O trabalho de investigação na Floresta Amazônica e na Mata Atlântica correrá em paralelo a outro projeto financiado pelo NERC desde 2009 em Bornéu, na Malásia. Nesse caso, o objetivo é estudar e comparar áreas de floresta primária (bem conservadas), áreas com exploração seletiva de madeira e regiões que sofreram profunda fragmentação.


“Dentro do possível, os dados gerados aqui no Brasil deverão ser comparáveis aos dados gerados na Malásia. Para assegurar essa integração foi estabelecido um comitê que reúne pesquisadores dos dois projetos”, contou Joly.


“Não seguiremos exatamente o mesmo desenho da pesquisa desenvolvida na Malásia, pois aqui temos situações diferentes. Mas os dois projetos visam estudar como as mudanças no uso da terra, que inclui extração de madeira, queimadas e fragmentação do habitat, alteram o funcionamento da floresta tropical, principalmente no que se refere à ciclagem de matéria orgânica e de nutrientes. 


Também queremos avaliar como essas alterações estão relacionadas com os processos biofísicos, a biodiversidade e o clima”, explicou Simone Aparecida Vieira, pesquisadora do Núcleo de Estudos e Pesquisas Ambientais (Nepam) da Unicamp.


De acordo com Vieira, a equipe brasileira adotou o Parque Estadual da Serra do Mar como uma espécie de “área controle” da pesquisa e os dados lá coletados pelo Projeto Temático Biota Gradiente Funcional serão comparados com as informações oriundas dos fragmentos e das florestas secundárias existentes na região que vai de São Luiz do Paraitinga até a cidade de Extrema, em Minas Gerais.


“Na Amazônia, temos um grande conjunto de áreas em estudo.
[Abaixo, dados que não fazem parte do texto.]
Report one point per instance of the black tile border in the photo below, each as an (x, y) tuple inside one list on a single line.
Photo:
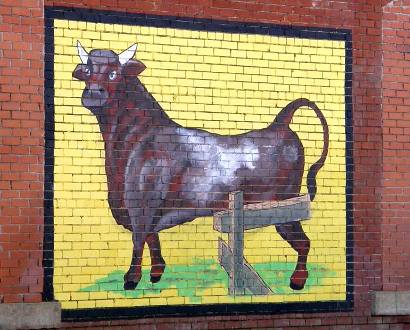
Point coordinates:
[(112, 17)]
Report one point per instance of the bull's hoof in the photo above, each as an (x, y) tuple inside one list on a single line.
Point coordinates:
[(130, 285), (155, 279), (298, 279), (295, 286)]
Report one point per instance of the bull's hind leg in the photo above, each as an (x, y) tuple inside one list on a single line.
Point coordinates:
[(293, 233), (133, 275), (157, 262)]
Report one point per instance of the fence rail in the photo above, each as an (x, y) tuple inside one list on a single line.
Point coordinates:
[(239, 218)]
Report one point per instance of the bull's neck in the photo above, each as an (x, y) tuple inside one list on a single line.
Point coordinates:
[(134, 111)]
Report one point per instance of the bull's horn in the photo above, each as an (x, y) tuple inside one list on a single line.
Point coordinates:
[(82, 53), (127, 54)]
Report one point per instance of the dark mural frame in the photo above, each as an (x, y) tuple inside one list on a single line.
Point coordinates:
[(100, 16)]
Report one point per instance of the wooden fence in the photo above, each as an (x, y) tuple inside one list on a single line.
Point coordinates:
[(243, 279)]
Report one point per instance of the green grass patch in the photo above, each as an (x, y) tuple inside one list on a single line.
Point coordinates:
[(192, 280)]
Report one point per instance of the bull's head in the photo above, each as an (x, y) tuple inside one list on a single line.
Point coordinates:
[(104, 73)]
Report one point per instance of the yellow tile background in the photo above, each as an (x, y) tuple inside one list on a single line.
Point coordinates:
[(226, 83)]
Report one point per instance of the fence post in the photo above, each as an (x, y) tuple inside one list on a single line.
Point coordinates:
[(235, 241)]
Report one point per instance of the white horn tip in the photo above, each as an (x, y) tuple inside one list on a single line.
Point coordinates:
[(127, 54)]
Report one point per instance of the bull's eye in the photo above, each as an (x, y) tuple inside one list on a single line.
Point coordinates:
[(112, 75), (86, 70)]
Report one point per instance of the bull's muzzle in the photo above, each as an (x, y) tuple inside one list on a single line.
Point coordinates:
[(94, 96)]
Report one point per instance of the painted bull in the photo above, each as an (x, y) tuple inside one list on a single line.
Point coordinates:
[(161, 174)]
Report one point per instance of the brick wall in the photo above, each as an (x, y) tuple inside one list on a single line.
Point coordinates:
[(395, 226), (380, 252), (22, 152)]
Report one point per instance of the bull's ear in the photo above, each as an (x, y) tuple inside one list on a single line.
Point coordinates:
[(134, 68), (81, 72)]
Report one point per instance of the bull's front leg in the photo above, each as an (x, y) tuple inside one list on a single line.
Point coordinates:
[(157, 261), (134, 273), (296, 237)]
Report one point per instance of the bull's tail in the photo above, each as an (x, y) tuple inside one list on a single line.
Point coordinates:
[(284, 118)]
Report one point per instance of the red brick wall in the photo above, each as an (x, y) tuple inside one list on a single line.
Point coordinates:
[(21, 150), (396, 146), (375, 260)]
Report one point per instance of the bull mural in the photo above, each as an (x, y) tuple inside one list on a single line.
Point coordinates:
[(161, 174)]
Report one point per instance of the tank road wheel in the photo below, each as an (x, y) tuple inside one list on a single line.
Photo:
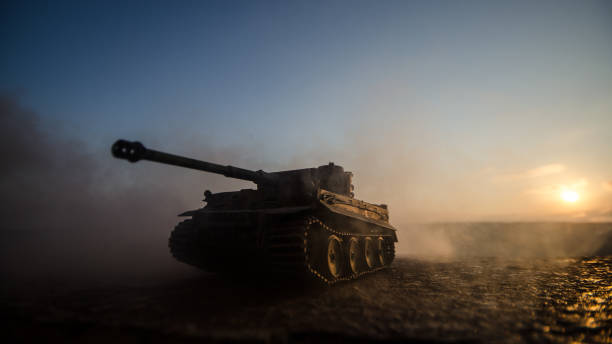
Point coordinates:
[(371, 253), (382, 254), (335, 257), (355, 256)]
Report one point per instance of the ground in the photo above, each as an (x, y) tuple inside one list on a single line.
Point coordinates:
[(471, 300)]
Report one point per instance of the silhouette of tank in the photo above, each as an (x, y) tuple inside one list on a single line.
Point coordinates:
[(303, 221)]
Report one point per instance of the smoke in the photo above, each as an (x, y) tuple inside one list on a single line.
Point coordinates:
[(73, 215)]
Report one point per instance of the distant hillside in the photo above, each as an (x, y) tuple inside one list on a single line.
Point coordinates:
[(502, 239)]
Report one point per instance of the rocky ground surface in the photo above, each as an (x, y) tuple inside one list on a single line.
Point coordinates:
[(470, 300)]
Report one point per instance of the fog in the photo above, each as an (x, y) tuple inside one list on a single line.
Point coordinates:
[(73, 214)]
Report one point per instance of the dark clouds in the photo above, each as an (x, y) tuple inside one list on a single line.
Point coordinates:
[(68, 214)]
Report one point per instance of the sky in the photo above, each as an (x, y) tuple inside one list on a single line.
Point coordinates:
[(445, 110)]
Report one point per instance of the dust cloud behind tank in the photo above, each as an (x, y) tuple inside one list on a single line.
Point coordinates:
[(303, 221)]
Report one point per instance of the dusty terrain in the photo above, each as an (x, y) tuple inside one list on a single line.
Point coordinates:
[(477, 300)]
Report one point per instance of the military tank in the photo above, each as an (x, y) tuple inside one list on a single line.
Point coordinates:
[(304, 221)]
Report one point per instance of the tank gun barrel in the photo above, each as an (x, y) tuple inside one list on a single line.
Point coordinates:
[(135, 151)]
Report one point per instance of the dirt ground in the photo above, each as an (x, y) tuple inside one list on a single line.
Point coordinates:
[(479, 300)]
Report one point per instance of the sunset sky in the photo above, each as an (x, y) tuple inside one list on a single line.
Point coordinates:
[(447, 111)]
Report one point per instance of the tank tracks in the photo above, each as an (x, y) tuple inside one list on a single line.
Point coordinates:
[(298, 246)]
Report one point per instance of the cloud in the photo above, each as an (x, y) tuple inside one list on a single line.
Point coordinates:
[(555, 189), (540, 171)]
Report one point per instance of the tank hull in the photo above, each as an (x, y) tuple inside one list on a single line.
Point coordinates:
[(309, 240)]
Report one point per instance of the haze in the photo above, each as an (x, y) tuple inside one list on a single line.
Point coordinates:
[(445, 111)]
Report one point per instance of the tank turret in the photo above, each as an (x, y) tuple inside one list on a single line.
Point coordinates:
[(296, 221)]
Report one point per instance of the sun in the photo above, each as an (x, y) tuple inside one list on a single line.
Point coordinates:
[(569, 196)]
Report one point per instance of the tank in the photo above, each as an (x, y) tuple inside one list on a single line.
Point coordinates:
[(304, 222)]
Um dos focos é a região de Paragominas, que tem um histórico de extração madeireira. E inclui também Santarém, onde vem avançando a agricultura, principalmente a soja”, contou Vieira.
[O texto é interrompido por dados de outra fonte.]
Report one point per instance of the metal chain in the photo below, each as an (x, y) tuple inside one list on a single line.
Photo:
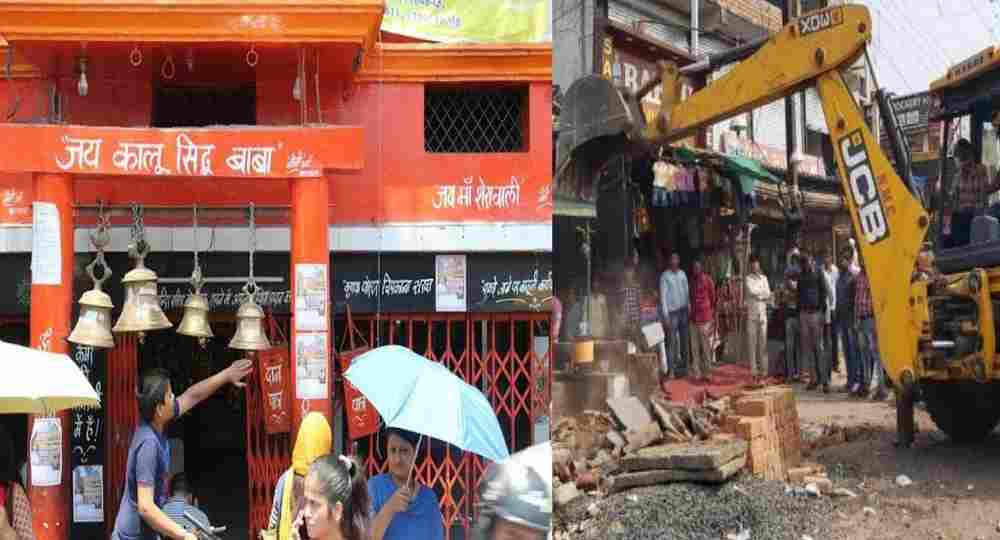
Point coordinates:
[(100, 238), (138, 231), (251, 282), (196, 277), (195, 232)]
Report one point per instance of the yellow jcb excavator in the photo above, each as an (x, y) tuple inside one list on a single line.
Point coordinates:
[(889, 221)]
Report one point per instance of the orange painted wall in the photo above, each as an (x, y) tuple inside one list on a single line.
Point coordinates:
[(398, 184)]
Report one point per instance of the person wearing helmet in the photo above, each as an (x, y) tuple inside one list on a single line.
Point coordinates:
[(515, 500)]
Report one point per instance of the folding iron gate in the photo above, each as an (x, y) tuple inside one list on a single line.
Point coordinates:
[(122, 412), (493, 352)]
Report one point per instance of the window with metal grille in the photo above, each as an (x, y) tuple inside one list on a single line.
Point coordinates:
[(473, 121)]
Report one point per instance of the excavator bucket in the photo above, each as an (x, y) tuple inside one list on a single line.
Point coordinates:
[(594, 122)]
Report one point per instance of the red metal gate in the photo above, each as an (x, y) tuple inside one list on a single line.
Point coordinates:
[(268, 456), (493, 352), (122, 412)]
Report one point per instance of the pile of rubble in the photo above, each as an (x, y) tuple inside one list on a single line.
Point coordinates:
[(638, 445)]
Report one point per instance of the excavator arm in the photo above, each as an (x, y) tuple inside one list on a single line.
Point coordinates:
[(889, 222)]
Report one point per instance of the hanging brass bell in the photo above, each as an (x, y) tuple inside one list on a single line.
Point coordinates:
[(141, 312), (195, 321), (250, 334), (93, 327)]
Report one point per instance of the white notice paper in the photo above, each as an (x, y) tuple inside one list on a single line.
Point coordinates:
[(450, 274), (311, 298), (88, 494), (311, 366), (46, 248), (46, 452)]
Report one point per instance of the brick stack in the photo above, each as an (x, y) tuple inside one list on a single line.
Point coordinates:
[(769, 421)]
Os pesquisadores farão inventários florestais, coletando dados como quantidade de biomassa viva acima do solo, densidade da madeira, diâmetro e altura das árvores, quantidade de serapilheira (camada formada por matéria orgânica morta em diferentes estágios de decomposição) e diversidade de espécies vegetais e animais.
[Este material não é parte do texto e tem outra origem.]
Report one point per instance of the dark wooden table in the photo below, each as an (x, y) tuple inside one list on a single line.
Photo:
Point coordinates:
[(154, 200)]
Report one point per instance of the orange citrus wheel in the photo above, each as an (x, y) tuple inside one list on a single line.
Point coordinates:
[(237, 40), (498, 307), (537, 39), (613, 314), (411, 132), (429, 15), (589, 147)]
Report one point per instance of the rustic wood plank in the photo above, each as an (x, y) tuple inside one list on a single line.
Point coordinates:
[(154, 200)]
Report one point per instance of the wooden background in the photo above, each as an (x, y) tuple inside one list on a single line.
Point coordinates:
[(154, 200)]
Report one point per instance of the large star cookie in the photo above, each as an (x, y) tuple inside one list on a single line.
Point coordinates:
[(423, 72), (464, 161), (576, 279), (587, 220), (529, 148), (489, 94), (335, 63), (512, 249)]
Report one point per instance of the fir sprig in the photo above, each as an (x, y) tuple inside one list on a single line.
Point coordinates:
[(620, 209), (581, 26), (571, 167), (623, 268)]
“Um dos objetivos é investigar o estoque de carbono nessas áreas e de que forma ele é alterado com os diferentes usos. Depois vamos relacionar esse dado com a mudança em relação à diversidade de espécies que ocorrem nessas áreas, trabalhando principalmente com um levantamento de espécies de árvores e de aves”, explicou Vieira.


A coleta de dados deve seguir pelos próximos quatro anos. Na avaliação de Vieira, está sendo criada uma estrutura que poderá ser mantida após o término do projeto, se houver novo financiamento. “O ideal é acompanhar os processos de mudança no longo prazo para entender de fato como essas áreas estão se comportando diante das pressões humanas e das mudanças climáticas”, disse.


Joly concorda. “O projeto vai estabelecer uma rede intensiva de monitoramento de áreas que vão desde florestas intactas até florestas altamente fragmentadas e alteradas pelo homem. Isso permitirá avaliar as correlações entre biodiversidade e funcionamento de ecossistemas, tanto na escala local como regional e global – quando estiverem integrados os dados da Mata Atlântica, da Floresta Amazônica e da Malásia”, disse.


Os resultados obtidos, acrescentou Joly, permitirão também o aperfeiçoamento de políticas públicas para promover o pagamento de serviços ambientais, como os de proteção a recursos hídricos e de estoques de carbono.


Entre as instituições envolvidas na pesquisa estão Lancaster University, University of Oxford, University of Leeds, Imperial College London, University of Edinburgh, Unicamp, Universidade de São Paulo (USP), Instituto Agronômico de Campinas (IAC), Museu Paraense Emílio Goeldi, Empresa Brasileira de Pesquisa Agropecuária (Embrapa), Universidade de Taubaté e a Fundação Florestal da Secretaria do Meio Ambiente do Estado de São Paulo.